Jesse Jarnow

“this love” – maroon5

#5 this week, #5 last week, 15 weeks on the chart

In the upper reaches of the chart, like a team 15 games ahead of the nearest competition at All-Star Break, Usher is doing battle with himself (“Burn” and “Yeah,” flip-flopped between the first and third spots this week). It’s boring in some ways but insistently enthralling others. Meanwhile, a few slots down, there’s a surprise in store — one that I’m still not sure if I understand correctly. If their AMG entry is to be believed, Maroon5 is an actual rock band (they’ve got, y’know guitars) from New York, recording for a genuinely independent label (Octotone). It seems like a Spin Doctors story, since their album, Songs About Jane, came out in 2002. But wherever they came from, here they are.

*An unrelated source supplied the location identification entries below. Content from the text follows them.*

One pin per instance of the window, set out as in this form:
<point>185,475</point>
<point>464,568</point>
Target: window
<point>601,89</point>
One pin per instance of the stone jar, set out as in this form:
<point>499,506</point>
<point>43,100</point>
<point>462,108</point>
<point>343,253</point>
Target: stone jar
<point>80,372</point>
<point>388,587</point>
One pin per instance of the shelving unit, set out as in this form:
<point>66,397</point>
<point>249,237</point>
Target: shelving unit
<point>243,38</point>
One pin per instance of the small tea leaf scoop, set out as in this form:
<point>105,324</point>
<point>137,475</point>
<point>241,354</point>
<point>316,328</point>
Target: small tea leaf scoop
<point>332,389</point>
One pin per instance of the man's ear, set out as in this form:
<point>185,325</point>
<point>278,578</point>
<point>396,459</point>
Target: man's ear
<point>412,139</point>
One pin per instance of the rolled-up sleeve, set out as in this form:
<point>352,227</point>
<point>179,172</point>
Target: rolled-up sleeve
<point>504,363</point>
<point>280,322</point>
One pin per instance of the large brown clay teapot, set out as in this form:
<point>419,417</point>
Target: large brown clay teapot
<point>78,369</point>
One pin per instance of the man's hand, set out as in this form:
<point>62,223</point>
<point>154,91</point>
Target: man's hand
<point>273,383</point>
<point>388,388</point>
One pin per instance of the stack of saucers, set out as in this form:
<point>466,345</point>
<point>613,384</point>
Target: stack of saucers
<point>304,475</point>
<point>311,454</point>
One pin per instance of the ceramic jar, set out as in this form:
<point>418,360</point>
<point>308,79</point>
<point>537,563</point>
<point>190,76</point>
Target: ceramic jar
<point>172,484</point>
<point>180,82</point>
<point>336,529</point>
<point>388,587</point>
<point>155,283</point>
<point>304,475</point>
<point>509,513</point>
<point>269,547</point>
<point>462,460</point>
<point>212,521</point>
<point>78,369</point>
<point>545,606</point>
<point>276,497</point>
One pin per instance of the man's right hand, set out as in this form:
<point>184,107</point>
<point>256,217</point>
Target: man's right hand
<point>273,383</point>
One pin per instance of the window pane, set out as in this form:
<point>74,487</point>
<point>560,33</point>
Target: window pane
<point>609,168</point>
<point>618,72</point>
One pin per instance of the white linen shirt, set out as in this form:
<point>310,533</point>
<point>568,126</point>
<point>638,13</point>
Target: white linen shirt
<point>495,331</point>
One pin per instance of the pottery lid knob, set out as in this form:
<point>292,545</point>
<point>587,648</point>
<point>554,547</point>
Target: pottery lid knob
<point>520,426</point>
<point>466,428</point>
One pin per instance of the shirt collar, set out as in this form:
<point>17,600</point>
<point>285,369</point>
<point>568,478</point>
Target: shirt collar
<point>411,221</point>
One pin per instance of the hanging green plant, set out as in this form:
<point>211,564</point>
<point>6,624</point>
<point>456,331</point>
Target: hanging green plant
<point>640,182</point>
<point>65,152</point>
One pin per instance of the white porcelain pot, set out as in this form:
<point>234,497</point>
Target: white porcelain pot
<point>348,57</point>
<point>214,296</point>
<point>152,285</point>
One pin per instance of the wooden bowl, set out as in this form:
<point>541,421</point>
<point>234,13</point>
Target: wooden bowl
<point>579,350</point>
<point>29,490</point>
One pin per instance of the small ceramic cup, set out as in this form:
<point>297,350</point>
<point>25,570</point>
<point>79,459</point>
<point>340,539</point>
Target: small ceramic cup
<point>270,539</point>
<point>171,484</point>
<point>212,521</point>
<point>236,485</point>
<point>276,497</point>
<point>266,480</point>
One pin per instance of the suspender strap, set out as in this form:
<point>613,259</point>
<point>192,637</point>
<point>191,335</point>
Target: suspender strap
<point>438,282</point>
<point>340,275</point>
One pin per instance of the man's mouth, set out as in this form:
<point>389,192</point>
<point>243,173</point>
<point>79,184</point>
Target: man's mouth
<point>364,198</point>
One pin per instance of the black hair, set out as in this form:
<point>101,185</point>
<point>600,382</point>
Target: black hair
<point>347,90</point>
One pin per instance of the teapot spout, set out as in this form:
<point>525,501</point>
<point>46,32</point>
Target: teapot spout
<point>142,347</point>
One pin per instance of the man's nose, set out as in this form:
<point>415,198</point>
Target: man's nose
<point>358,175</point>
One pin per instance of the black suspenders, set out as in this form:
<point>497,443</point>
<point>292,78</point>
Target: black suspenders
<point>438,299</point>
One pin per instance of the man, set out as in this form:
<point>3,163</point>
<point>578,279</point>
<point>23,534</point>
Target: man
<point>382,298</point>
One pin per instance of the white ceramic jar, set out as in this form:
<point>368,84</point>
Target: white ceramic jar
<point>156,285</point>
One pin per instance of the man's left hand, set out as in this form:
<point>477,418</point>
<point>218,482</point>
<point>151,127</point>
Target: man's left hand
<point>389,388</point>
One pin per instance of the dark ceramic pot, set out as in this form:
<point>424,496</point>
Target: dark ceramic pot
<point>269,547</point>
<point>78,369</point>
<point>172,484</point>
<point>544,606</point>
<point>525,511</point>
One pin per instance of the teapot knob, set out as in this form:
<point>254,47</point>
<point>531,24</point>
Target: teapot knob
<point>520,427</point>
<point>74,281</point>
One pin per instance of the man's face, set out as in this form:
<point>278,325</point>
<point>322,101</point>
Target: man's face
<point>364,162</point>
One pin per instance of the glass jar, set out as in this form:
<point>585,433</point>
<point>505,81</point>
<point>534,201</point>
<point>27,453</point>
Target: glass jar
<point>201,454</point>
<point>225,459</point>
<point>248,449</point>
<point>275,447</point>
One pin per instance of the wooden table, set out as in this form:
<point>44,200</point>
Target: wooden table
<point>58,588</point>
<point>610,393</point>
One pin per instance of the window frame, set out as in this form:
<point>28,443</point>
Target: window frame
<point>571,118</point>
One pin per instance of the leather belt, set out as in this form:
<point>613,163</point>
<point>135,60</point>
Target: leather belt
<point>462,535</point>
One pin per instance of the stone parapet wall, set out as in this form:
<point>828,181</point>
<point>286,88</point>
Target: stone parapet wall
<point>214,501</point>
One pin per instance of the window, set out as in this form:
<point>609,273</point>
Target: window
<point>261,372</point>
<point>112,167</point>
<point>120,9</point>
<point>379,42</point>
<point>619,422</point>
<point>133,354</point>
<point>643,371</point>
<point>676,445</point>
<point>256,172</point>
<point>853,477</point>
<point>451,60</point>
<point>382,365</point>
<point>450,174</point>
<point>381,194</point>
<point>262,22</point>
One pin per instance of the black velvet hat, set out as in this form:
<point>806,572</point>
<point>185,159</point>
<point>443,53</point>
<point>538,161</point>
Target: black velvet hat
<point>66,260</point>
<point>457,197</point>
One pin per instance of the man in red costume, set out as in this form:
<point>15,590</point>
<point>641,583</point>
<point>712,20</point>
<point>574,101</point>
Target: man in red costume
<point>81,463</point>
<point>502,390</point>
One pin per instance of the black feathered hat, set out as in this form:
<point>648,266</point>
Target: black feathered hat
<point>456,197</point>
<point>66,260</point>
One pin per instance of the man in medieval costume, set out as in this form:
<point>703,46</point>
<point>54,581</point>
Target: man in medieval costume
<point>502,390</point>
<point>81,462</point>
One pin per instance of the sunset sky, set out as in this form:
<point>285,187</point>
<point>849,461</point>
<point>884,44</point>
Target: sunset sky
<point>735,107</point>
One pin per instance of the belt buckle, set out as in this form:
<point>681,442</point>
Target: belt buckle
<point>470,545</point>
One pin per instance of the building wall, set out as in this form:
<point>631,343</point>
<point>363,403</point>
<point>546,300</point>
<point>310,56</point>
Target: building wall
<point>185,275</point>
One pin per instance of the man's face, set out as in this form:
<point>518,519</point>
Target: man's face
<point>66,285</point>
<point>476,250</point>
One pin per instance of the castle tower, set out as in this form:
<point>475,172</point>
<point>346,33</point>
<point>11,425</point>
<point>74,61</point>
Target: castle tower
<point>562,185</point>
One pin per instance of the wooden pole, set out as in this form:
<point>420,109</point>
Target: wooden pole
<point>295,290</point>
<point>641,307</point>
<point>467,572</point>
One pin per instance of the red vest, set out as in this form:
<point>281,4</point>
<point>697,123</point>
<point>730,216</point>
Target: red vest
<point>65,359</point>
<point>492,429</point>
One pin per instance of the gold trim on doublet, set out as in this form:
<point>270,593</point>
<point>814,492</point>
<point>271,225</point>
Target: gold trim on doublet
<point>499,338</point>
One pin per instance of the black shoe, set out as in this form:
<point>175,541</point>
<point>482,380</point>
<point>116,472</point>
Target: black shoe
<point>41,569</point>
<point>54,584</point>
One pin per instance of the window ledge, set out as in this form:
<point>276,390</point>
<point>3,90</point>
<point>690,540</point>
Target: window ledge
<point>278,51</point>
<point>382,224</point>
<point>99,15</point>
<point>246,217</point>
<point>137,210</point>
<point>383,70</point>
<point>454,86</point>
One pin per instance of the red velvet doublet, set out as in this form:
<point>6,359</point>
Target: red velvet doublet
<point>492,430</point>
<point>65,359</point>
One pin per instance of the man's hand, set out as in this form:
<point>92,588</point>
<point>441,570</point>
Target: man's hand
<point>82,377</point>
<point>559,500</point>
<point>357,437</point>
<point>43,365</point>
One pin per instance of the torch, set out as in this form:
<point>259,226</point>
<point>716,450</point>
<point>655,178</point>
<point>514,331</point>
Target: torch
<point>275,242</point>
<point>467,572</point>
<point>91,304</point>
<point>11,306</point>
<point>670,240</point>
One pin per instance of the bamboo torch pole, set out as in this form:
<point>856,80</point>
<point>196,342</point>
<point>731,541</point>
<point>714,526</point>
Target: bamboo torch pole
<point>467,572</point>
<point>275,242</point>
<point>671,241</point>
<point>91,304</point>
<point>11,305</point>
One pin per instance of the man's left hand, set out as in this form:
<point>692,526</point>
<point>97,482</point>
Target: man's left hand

“This Love” really does crossbreed indie and pop-circa-2004. Atop a decidedly hip-hop beat are stabbing guitars and a singer who sounds (to my ears) uncannily like Woody Ranere from Lake Trout. In fact, come to think of it, the whole package sounds like Lake Trout during the verses (kinda minimalist jungle rhythms with an assured dry melody). When they hit the chorus, Maroon5 is definitely pop — albeit made with a weird fusion of hip-hop/reggae/ska-punk (ie. those indie guitar stabs sped to stuttered upbeats and threaded with a syncopated vocal line). And if they didn’t make the point with the chorus, the all-soul bridge emphatically drives it home: they are all of these things.

But, ultimately, the switch between the verse and the eventual bridge is drastic. The mood in the verses is decidedly cool — a narrator in fine, even refined, control of himself. The chorus’s switch to sexy pop-mode works. The singer is still playing high status (“her heart is breaking in front of me”), or trying to, but then comes that bridge, where the singer breaks down to pleading (“I’ll fix these broken things, repair your broken wings, and make sure everything’s alright…”) and reveals in his inner softy who’s happy to, say, listen to Enya if it makes his girlfriend happy. It’s a cool little trick of musical narrative.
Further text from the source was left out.